17-16-1104. Action on plan of merger or share exchange

(a) In the case of a domestic corporation that is a party to a merger or share exchange, the plan of merger or share exchange shall be adopted by the board of directors. After adopting a plan of merger or share exchange, the board of directors except as provided in subsection (g) of this section and W.S. 17-16-1105, shall submit the plan to the shareholders for their approval.? The board of directors shall also transmit to the shareholders a recommendation that the shareholders approve the plan, unless the board of directors makes a determination that because of conflicts of interest or other special circumstances it should not make such a recommendation, in which case the board of directors shall transmit to the shareholders the basis for that determination.

(b) Reserved.

(c) The board of directors may condition its submission of the proposed merger or share exchange to the shareholders on any basis.
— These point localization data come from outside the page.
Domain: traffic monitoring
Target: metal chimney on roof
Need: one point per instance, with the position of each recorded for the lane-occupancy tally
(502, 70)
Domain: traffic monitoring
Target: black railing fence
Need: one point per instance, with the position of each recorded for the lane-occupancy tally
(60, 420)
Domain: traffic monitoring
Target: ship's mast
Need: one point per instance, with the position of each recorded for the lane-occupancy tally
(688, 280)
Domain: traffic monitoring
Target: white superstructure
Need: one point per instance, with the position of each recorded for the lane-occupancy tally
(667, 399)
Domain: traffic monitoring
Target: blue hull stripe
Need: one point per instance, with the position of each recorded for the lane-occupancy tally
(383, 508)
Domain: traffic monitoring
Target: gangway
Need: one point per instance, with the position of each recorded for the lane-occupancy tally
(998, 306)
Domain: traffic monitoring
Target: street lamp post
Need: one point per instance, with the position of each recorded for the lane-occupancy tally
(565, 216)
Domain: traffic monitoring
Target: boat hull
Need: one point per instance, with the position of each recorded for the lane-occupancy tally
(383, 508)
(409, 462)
(d) If the plan of merger or share exchange is required to be approved by the shareholders and if the approval is to be given at a meeting, the corporation shall notify each shareholder, whether or not entitled to vote, of the shareholders' meeting at which the plan is to be submitted for approval. The notice shall state that the purpose, or one (1) of the purposes, of the meeting is to consider the plan and contain or be accompanied by a copy or summary of the plan. If the corporation is to be merged into an existing corporation or other entity, the notice shall also include or be accompanied by a copy or summary of the articles of incorporation or organizational documents of that corporation or other entity. If the corporation is to be merged into a corporation or other entity that is to be created pursuant to the merger, the notice shall include or be accompanied by a copy or a summary of the articles of incorporation or organizational documents of the new corporation or other entity.

(e) Unless the articles of incorporation or the board of directors acting pursuant to subsection (c) of this section require a greater vote or a greater number of votes to be present, approval of the plan of merger or share exchange requires the approval of the shareholders at a meeting at which a quorum exists, and, if any class or series of shares is entitled to vote as a separate group on the plan of merger or share exchange, the approval of each such separate voting group at a meeting at which a quorum of the voting group is present.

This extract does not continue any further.